When it comes time to conceive, I have a feeling that everything will be fine. If I’m wrong, I have at least developed trust in my body’s intelligence and my journey. They will guide me to the best outcome for me at the right time.

Yoga is better than intense exercise.

Intense exercise has been counterproductive to my emotional goals at this stage of my life. It can also be ineffective in achieving healthy levels of hormones and even increase the production of androgens. This is a problem for women with PCOS.

I did some research on “yoga to heal PCOS” and found that it can help reduce symptoms such as infertility, irregular periods, and cysts and help you achieve a healthier weight.

Hatha styles and Yin styles are the most beneficial to me. These styles are gentle on my body, help me connect with my emotional self, and don’t increase androgens like some vigorous yoga. Sometimes, I miss the intensity of my movements, so I incorporate Vinyasa into my routine a few times a week to change things up. Of course, I listen to my body about what it needs on any given day.

It is okay to honor the days when I feel like lifting weights or going for a run. All my movements are meant to be self-loving and constructive, not destructive. I also listen to my body more than I ever have before.
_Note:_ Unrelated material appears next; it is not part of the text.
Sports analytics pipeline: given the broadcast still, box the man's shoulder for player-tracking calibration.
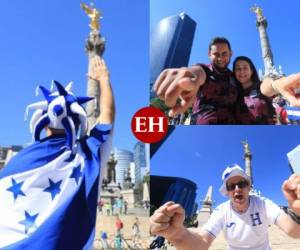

Yoga was a balancer in my overall wellness. I now love my body even more and understand that physical ailments can be an opportunity to learn. Our bodies can be amazing messengers when we tune in and listen to ourselves.

Move From Fear to Healing

Every physical pain and disease is a powerful chance to heal ourselves. PCOS has taught me to heal. She now understands that she was unintentionally taught to “reject herself” by the scared adolescent.

Our culture sends out unrealistic, unattainable, and false messages on what it means to look beautiful, be a woman, and honor our femininity.

It’s okay if I don’t completely cure PCOS within my body. With the courage and love I possess, I have discovered ways to nurture myself and appreciate my body as it is and in its current location.

I’m excited to continue my yoga journey. It will be an amazing dance to get deeper into myself with every movement and moment.